14h30 : Nous J’ai atteint le lac Umiam après trois heures de route. La plus grande partie, soit 80 km, a été dépensée sur l’autoroute, mais les 16 derniers km se sont déroulés sur une piste de boue cahoteuse sans place pour que deux véhicules puissent passer. La camionnette a bien fonctionné et nous a emmenés au bord du lac, où nous nous sommes garés sur le terrain d’un hôtel. Nous avons rencontré un groupe de cyclistes dans la cinquantaine. L’un des membres du groupe était le propriétaire d’une célèbre boulangerie Guwahati que nous avions visitée en grandissant et il a partagé des histoires de ses voyages à travers le monde.

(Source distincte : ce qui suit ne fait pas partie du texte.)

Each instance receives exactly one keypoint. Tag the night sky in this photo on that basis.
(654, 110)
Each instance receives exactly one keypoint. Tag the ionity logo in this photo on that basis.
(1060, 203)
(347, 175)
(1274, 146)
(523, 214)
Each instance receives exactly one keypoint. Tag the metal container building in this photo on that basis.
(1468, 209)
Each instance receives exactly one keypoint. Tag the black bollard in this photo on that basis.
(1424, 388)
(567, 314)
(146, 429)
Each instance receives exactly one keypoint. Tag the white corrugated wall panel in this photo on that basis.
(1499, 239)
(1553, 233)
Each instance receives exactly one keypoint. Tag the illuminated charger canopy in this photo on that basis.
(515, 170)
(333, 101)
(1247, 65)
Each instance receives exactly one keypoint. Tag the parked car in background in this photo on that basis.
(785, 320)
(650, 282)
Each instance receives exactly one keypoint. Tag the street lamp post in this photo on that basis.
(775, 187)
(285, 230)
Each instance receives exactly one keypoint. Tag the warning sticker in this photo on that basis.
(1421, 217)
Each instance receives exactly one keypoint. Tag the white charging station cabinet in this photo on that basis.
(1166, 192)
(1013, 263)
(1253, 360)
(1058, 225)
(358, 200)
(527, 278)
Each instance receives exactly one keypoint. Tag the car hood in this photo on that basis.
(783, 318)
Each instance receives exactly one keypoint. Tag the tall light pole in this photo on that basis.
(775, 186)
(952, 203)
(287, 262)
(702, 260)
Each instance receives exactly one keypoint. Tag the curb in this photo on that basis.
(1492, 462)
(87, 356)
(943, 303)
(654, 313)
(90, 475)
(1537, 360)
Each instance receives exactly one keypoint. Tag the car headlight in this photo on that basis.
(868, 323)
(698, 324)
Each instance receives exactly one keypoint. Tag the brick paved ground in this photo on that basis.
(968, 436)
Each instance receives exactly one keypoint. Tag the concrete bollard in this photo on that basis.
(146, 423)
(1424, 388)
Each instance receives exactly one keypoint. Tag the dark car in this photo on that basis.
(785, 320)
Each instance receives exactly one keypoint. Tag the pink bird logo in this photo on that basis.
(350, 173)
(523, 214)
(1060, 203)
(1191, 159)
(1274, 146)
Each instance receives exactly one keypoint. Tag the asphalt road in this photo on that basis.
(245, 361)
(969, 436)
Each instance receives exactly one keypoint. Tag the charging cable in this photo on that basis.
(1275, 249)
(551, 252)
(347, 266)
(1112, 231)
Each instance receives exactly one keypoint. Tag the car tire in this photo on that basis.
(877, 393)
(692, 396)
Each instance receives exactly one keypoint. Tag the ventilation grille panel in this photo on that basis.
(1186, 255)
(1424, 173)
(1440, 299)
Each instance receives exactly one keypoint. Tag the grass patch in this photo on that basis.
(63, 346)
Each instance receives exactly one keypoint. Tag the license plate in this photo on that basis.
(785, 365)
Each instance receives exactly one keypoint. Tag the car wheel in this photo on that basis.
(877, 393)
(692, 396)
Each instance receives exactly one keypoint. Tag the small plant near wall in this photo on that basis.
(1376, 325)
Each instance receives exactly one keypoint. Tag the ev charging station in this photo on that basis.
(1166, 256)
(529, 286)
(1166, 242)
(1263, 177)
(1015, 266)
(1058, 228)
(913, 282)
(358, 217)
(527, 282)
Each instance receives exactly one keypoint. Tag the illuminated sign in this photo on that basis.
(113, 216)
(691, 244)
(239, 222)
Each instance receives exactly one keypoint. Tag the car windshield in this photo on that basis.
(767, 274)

18h00 : Sous le clair de lune, le lac Umiam est impressionnant. Il a été créé en endiguant la rivière Umiam dans les années 1960 et s’étend sur 225 kilomètres carrés. Il est entouré de collines verdoyantes. Alors que la pluie tombait, nous nous sommes blottis dans la tente du haut.

Lac Umiam, Megalaya, Inde
La vue tranquille du lac Umiam, Meghalaya, où les amis ont campé leur première nuit. Photographie : Dinodia Photos/Alamy

17 avril
7h:
Nous avons quitté tôt le lac Umiam et avons traversé les collines verdoyantes de Jaintia, célèbres pour leurs cascades. Nous étions en route vers les meilleurs d’entre eux…

10h30 : « Phe phe » signifie paradis dans la langue jaïntienne locale. Et Phe Phe Falls a été à la hauteur de ce nom. Il y avait plusieurs autres touristes là-bas quand nous sommes arrivés après trois heures de route et une courte randonnée. Nous nous tenons sous la cascade, trempés. Rafraîchis, nous reprenons la route.

16h30 : Lorsque nous avons atteint notre destination, le village d’Amkoi, nous avons réalisé que nous avions un problème. Le dernier kilomètre était sur un flanc de montagne escarpé, à peine trois mètres de large. D’une manière ou d’une autre, nous sommes arrivés en sécurité et les villageois nous ont donné du riz et du dal. Puis nous entamons une balade vers le village de Shnongpdeng sur les rives de la rivière Dawki. Alors que nous marchions sur le sentier étroit avec des bois épais de chaque côté, le soleil a commencé à se coucher et nous avons utilisé les lampes de poche de notre téléphone pour trouver notre chemin.

18h30 : Nous arrivons à la ville de Shnongpdeng et la rivière Dawki, qui marque la frontière entre l’Inde et le Bangladesh. Nous avions apporté des tentes de notre camion et campé sur la rive du fleuve pendant la nuit.

18 avril
6h30 du matin:
Nous sommes retournés à pied à Amkoi, nous demandant comment notre camion reviendrait au sommet de la pente à l’extérieur de la ville.

8h30 : Un sauveur ! Un villageois d’Amkoi qui connaissait bien les routes a conduit notre camion jusqu’au sommet et nous avons commencé notre voyage de retour.

10h30 : Nous sommes arrêtés à Jowai, le siège du district. Montañoso, comme le reste de la région, est une ville animée avec un riche patrimoine culturel. Contrairement à la plupart de l’Inde, la communauté locale suit des pratiques matriarcales, où les filles héritent des biens familiaux. C’était un répit bien mérité pour nous : nous avions besoin d’une douche, alors nous avons loué une chambre d’hôtel pour quelques heures, nous nous sommes reposés, puis nous avons pris la route.

15h30 : Notre dernier arrêt : le restaurant Jiva Veg à Nongpoh. Nous avons mangé des dosas chauds, des sandwichs et des frites. Il était temps pour le dernier tronçon de notre voyage de retour à Guwahati.